Sekali lagi tentang orang soleh, kelompok kecil yang mendapat bimbingan agama dari pak Nurodin bisa saya katakan adalah sekompok orang-orang soleh yang punya semangat keberagamaan tinggi. Mereka sepertinya merasa malu ketika tidak menghadiri acara halaqah yang diadakan setiap minggu. Ikatan emosional ini sulit terwujud jika tidak diiringi oleh kesadaran yang tinggi. Oleh sebab itu, saya merasa bahwa bertemu dan berkumpul dengan komunitas mereka yang beraneka ragam latar belakangnya membuat saya jadi betah. Bukan berarti saya mengklaim telah menjadi shaleh, tapi saya ingin katakan bahwa berkumpul dengan orang-orang soleh memang dapat menentramkan jiwa, minimal untuk beberapa saat. Jika kesempatan ini dipupuk lebih intensif, tentu menjadi orang yang baik dengan kepatuhan keagamaan yang kokoh dapat terwujud.
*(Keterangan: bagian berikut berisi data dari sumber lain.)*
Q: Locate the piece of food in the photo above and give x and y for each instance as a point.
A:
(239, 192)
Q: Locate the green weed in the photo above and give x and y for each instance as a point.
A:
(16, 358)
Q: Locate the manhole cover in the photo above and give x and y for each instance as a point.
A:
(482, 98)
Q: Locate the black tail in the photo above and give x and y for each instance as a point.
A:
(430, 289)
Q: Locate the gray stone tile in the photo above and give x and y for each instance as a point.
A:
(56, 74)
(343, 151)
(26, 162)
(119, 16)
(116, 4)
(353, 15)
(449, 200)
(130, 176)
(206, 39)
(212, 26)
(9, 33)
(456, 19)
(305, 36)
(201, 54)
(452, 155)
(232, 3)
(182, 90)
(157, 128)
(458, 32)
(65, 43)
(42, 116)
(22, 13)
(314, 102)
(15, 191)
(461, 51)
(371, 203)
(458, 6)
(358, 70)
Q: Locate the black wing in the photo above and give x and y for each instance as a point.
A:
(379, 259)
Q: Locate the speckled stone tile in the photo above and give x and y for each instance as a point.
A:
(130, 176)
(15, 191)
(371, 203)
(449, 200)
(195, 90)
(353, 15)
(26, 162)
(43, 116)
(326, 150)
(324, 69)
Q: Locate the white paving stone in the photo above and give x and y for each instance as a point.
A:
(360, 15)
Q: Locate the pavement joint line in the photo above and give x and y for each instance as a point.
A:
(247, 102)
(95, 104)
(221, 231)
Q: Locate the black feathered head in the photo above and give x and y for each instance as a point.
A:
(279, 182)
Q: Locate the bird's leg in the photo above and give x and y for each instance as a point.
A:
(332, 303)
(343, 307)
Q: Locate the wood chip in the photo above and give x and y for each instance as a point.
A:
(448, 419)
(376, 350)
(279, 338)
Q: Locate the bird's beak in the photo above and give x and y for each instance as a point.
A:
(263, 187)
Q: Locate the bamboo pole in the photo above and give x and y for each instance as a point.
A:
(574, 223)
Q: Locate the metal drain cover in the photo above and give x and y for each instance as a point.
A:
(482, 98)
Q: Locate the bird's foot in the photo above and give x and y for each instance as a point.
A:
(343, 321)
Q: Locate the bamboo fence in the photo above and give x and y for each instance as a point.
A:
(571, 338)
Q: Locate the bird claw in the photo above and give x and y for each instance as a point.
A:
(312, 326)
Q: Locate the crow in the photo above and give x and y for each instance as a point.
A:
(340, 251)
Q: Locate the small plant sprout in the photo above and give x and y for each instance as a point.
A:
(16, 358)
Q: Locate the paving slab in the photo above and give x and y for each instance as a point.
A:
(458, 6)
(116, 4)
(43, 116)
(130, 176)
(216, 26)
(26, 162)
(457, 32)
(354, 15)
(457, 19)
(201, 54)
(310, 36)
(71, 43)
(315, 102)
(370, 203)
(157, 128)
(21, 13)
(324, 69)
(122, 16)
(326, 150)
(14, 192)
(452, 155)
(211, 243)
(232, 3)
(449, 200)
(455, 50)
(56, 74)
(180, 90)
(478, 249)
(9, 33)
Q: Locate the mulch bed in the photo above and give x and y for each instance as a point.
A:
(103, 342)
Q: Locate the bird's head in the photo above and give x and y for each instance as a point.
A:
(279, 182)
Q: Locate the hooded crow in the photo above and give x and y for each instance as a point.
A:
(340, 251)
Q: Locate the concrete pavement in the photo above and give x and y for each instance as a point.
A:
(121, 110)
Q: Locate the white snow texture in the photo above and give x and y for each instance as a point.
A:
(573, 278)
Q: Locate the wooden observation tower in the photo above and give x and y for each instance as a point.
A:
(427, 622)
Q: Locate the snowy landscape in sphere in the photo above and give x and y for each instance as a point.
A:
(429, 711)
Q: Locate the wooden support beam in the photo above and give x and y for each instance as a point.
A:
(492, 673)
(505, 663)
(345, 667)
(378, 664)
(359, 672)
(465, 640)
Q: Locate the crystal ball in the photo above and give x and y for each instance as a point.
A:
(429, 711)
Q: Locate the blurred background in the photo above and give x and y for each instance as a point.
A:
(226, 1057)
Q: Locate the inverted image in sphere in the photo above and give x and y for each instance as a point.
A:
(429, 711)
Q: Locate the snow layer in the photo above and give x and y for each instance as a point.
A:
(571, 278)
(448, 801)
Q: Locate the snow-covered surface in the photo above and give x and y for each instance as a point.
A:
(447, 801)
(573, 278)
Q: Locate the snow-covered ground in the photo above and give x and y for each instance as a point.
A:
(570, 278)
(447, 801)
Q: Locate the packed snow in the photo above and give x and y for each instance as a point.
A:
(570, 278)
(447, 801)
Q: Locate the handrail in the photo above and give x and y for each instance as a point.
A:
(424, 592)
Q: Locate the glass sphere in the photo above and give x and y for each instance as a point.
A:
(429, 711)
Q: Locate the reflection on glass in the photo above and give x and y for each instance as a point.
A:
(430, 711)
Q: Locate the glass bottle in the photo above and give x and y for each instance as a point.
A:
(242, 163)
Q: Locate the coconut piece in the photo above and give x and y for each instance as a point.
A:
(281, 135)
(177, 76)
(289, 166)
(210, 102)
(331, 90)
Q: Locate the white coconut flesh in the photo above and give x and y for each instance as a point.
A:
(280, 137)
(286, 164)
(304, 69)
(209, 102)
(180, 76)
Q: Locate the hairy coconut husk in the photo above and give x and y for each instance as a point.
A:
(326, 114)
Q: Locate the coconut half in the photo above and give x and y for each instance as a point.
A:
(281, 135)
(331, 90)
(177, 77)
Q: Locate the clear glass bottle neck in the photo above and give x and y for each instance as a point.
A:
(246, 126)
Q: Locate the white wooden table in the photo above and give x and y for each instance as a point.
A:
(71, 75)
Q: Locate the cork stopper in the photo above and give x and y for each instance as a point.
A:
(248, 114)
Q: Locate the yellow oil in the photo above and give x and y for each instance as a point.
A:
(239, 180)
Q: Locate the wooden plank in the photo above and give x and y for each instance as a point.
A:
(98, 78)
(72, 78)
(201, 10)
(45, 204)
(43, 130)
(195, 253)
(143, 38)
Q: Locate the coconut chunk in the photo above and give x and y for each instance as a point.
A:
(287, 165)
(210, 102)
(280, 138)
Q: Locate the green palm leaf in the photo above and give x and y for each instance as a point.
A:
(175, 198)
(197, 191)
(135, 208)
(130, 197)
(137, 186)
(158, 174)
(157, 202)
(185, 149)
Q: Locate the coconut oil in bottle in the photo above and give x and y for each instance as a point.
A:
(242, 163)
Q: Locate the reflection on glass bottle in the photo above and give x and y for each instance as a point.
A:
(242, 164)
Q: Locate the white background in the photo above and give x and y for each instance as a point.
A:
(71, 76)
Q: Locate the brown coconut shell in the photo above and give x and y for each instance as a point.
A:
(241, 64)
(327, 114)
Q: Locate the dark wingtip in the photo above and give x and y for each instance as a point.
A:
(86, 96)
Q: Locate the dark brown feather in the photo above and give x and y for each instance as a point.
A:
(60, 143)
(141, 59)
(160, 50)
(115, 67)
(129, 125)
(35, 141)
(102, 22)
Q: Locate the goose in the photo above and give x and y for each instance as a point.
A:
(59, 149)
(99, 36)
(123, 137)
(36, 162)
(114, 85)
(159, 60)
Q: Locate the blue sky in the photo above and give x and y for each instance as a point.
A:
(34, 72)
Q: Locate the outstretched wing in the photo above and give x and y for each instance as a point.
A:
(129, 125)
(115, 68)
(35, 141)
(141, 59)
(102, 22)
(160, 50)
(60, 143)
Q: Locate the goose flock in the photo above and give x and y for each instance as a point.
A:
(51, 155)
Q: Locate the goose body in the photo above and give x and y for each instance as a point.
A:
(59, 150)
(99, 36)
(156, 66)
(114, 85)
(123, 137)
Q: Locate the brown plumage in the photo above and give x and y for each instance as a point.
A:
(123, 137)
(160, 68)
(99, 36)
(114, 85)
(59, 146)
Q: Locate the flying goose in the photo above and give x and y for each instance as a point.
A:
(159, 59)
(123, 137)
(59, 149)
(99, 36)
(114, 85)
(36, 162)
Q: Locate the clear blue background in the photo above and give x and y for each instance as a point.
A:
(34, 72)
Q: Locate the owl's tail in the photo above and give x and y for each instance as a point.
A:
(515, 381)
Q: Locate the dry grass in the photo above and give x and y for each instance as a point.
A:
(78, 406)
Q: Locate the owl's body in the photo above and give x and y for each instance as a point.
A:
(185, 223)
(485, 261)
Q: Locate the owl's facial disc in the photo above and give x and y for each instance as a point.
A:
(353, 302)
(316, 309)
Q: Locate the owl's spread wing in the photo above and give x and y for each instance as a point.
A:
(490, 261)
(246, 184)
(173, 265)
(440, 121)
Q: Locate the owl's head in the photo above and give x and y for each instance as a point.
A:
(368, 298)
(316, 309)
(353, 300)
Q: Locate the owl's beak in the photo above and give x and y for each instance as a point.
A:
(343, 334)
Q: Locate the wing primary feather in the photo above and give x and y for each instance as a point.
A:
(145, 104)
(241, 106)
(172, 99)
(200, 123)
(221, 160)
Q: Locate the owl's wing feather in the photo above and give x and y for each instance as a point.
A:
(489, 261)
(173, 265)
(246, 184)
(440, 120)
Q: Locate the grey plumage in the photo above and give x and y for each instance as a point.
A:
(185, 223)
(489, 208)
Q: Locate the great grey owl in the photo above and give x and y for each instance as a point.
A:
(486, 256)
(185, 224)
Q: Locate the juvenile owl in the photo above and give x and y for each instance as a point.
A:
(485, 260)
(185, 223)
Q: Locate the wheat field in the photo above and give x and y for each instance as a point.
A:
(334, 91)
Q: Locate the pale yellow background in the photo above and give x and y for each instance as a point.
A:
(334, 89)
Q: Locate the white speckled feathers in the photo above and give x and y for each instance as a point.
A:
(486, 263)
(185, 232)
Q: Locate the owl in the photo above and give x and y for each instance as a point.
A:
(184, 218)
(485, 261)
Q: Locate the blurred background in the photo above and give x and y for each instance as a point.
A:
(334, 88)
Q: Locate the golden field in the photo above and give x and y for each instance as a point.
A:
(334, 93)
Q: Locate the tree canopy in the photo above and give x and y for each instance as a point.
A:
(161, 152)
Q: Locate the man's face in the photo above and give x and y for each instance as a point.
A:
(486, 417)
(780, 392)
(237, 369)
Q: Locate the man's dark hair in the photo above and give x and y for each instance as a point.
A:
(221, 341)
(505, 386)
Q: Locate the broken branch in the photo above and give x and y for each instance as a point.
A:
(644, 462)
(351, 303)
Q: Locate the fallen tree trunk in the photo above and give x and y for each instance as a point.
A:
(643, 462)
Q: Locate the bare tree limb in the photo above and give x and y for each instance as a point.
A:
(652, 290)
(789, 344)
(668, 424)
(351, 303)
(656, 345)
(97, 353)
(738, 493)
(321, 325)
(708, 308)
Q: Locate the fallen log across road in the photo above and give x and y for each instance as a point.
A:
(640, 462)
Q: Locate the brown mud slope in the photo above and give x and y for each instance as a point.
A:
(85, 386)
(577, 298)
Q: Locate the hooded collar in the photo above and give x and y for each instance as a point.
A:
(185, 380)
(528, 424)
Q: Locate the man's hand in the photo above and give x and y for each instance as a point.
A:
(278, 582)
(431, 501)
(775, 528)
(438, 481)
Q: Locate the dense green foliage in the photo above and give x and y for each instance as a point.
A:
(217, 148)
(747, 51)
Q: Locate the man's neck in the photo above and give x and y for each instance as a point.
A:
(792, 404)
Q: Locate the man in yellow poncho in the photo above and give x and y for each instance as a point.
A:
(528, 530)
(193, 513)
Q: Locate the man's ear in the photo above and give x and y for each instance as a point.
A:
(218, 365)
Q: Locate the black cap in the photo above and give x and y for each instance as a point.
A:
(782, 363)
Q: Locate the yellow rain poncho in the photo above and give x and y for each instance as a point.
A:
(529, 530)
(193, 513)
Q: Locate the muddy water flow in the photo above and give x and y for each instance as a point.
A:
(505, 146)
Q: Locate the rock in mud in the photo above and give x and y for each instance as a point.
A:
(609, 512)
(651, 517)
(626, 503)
Saya membayangkan andaikata saya bisa memiliki kelompok semacam itu di Malang. Tapi mungkinkah? Sekilas saya dapat jawaban dari pengalaman saya selama ini bahwa untuk membuat komunitas kecil yang sholeh itu tidaklah mudah di Malang, apalagi orang-orang yang ada di sekitar saya, baik di dunia kerja atau di lingkungan rumah, agaknya sulit untuk diajak bekerja sama dan berpikir jernih untuk membangun kelompok soleh tersebut. Umumnya, orang-orang yang saya kenal adalah orang-orang yang tidak mau diunggguli orang lain, mereka lebih merdeka dengan kemampuannya tanpa harus lelah-lelah berguru pada seseorang, merasa sudah cukup ilmunya, lebih mengutamakan senioritas, dan semacamnya. Alhasil, persyaratan untuk membangun komunitas sebagaimana di masyarakat Jatisari Elok ini agaknya hanya menjadi isapan jempol belaka. Meskipun begitu, saya berjanji dalam diri saya, jika suatu saat Allah memberikan kesempatan kepada saya untuk bertemu dengan orang-orang seperti yang saya kenal di Jatisari, saya tidak akan menyia-nyiakan momentum itu untuk meningkatkan keimanan dan ketaqwaan saya kepada Allah, sebagaimana yang saya lakukan di Jatisari elok ini. Semoga dengan begitu, berkumpul dengan orang soleh yang dapat menjadi penawar hati akan dapat terwujud di masa depan. Amin.